Bypass Pipe Stops Sewage Discharge into Nantucket Harbor

NANTUCKET – Town officials on Nantucket say significant progress has been made after last week’s major sewer line failure.

The discharge of sewage into Nantucket Harbor from the failure at the intersection of South Beach and Broad Streets has been stopped.

The new bypass valve at the Sea Street Pump Station was activated and the flow of sewage has been contained to functioning pipes.

“We were able to hook into our other portion of our sewer system and get all of our wastewater back out to our treatment facility to get it treated,” said Jeff Carlson, the Natural Resources Coordinator on Nantucket.

The Sewer Department will continue to monitor the bypass valve and also excavated a valve on Surfside Road to ensure there was no backflow to the South Beach Street area.

As a precaution, the temporary discharge and collection system behind the Nantucket Yacht Club will remain functional but is not currently being used.

“The good news is we’ve been able to start really evaluating getting a cleanup plan together and we are hoping to start cleanup in some of our affected areas,” Carlson said.

Clean Harbors, Inc. arrived on the island Monday to create a cleanup and decontamination plan which will meet Town and Department of Environmental Protection standards.

The plan will be reviewed Wednesday morning during a public information session for residents and businesses in the affected area.

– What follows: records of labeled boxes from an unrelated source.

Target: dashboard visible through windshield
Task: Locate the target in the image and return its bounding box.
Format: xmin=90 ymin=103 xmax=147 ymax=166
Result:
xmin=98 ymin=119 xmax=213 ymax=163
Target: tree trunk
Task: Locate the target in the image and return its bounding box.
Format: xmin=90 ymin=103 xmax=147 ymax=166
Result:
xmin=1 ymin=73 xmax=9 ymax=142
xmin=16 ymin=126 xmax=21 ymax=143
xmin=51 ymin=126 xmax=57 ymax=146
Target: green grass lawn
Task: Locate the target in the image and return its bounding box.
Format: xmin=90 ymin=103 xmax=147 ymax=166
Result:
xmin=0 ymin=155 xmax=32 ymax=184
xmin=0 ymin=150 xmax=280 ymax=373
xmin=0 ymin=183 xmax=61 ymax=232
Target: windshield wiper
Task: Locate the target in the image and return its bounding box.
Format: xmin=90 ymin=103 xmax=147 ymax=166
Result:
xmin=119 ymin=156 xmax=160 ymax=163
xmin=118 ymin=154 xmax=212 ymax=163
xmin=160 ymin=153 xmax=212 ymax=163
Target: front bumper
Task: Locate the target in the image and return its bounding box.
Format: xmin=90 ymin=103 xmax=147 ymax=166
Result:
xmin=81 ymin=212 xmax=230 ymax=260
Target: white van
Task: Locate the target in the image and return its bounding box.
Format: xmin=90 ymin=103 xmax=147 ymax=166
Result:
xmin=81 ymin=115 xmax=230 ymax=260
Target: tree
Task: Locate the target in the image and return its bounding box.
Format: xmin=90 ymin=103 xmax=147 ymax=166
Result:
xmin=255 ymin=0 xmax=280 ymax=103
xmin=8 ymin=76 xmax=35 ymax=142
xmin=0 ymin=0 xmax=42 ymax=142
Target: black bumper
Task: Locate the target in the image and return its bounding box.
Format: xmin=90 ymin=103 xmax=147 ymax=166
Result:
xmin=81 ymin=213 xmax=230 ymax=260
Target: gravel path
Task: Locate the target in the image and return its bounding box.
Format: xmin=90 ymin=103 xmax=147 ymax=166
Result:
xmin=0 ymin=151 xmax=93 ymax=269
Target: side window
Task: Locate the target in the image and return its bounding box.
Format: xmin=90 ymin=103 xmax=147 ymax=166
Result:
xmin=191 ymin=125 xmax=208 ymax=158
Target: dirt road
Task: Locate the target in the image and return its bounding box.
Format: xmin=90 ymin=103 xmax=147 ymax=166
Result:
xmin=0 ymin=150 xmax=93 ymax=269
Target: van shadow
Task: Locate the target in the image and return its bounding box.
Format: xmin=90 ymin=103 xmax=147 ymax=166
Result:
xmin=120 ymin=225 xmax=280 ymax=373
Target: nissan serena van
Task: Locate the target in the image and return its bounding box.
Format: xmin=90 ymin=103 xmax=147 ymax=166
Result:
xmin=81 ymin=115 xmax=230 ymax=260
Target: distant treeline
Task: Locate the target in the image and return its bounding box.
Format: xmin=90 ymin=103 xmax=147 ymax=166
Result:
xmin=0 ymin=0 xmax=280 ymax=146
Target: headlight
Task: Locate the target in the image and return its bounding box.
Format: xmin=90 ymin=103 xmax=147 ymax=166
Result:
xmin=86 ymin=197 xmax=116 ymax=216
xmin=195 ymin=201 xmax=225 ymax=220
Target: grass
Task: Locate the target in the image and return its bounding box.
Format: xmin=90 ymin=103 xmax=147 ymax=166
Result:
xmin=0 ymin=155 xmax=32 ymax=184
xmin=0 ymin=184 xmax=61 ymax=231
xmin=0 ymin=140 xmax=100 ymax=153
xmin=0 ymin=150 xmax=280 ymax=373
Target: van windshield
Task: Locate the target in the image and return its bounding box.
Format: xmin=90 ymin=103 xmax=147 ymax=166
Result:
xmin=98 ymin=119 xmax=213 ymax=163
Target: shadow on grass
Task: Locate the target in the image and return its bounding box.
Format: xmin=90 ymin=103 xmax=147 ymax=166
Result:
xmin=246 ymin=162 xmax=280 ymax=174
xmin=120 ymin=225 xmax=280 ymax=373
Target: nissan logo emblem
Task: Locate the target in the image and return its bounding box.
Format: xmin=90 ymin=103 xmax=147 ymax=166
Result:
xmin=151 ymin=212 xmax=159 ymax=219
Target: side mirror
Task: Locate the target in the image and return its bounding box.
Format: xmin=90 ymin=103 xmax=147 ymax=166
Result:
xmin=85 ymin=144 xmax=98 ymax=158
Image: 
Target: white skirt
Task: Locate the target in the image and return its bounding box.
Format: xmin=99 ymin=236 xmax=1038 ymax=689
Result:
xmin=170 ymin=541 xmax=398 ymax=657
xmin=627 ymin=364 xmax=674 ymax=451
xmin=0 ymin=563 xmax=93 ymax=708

The meeting is at 10:30 a.m. at the Public Safety Facility at Fairgrounds Road.

Work will continue to determine of cause of the failure and further progress on repairs.

“It looks like we have multiple breaks probably within South Beach Street but again we haven’t really even begun an evaluation of the failure,” Carlson said. “Our focus has been completely on the discharge and preventing discharge and getting the system back to functioning.”

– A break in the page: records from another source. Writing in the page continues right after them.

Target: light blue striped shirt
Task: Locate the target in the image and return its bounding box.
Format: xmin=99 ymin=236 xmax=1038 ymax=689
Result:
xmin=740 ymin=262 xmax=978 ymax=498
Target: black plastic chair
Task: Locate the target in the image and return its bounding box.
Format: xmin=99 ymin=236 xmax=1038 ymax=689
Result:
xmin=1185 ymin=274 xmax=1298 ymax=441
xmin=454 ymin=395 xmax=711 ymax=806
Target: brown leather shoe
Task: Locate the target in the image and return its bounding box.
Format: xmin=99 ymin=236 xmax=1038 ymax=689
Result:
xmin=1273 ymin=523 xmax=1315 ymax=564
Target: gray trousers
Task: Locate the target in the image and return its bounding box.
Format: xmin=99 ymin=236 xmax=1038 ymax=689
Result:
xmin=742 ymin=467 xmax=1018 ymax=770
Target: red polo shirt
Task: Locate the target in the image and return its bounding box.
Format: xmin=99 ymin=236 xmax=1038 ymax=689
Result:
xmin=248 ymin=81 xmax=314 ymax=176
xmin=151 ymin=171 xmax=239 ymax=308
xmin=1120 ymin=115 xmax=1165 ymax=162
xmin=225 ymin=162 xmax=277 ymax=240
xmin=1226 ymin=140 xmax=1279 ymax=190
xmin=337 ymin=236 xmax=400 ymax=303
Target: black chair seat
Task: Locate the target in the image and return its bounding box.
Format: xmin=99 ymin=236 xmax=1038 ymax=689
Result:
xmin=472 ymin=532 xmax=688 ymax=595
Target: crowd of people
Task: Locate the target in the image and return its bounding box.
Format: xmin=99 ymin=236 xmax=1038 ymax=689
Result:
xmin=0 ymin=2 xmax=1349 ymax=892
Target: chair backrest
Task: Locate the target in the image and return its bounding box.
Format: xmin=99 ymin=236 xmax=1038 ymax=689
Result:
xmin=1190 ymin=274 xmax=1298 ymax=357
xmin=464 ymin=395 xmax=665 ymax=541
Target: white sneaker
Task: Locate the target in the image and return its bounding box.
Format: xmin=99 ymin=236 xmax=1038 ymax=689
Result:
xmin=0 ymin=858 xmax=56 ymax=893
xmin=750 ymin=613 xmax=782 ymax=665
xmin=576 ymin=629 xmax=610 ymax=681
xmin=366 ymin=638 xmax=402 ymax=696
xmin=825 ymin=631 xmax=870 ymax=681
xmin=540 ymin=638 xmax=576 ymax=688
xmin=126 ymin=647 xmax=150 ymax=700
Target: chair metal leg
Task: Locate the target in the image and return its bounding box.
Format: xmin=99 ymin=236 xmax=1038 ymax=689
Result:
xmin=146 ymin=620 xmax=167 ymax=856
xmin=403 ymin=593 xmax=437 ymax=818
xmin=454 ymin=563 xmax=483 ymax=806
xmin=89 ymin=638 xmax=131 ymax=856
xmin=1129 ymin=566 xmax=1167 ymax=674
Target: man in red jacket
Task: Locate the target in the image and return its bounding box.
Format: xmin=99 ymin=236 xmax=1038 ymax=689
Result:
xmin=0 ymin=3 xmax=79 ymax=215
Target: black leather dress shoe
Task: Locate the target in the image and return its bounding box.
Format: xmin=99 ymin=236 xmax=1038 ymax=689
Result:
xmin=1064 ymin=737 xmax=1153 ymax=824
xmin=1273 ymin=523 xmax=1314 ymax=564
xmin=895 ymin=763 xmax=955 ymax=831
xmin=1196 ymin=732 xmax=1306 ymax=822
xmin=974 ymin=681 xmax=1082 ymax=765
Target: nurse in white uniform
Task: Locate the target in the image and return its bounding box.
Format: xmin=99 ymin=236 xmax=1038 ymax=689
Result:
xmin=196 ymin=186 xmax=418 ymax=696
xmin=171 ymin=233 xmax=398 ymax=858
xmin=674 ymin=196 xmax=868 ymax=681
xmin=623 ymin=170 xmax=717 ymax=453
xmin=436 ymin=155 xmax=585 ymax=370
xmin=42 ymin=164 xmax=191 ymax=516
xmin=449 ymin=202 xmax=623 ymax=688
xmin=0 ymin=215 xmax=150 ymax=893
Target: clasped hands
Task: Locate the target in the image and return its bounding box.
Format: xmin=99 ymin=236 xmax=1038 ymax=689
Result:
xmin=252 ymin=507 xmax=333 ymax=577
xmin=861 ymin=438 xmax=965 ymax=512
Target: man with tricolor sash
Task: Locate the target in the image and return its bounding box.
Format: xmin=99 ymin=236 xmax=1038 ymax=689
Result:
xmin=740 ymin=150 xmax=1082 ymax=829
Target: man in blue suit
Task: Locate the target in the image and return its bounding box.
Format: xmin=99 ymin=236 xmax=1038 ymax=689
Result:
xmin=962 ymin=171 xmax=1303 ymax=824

Carlson said they will start to evaluation into what the problem was Tuesday and Wednesday.

Once determined, the cause will be released to the public.

Street and parking restrictions remain in place around downtown until further notice. Town officials also ask the public to refrain from visiting the site to allow construction crews to work without interruption and to avoid spreading the sewage material outside of the affected area.

The fishery still remains closed to shell fishing with the exception of harvesting of adductor muscles from sea or bay scallops. The shellfishing closures will remain in place until repairs are completed and the town, DEP, Division of Marine Fisheries and the Department of Public Health can evaluate the conditions.

The town continues to ask residents to limit water use as much as possible to limit the volume of activity, but all sewer and water service remains unaffected.

Carlson says it was a town-wide effort between departments and the community to stop the discharge and thanked the contractor, Robert B. Our Company.

“We had people who were just showing up to the job site and bringing people donuts and sandwiches,” Carlson said. “It was an island-wide effort to really make this happen.”

He said it was awesome to see the community come together.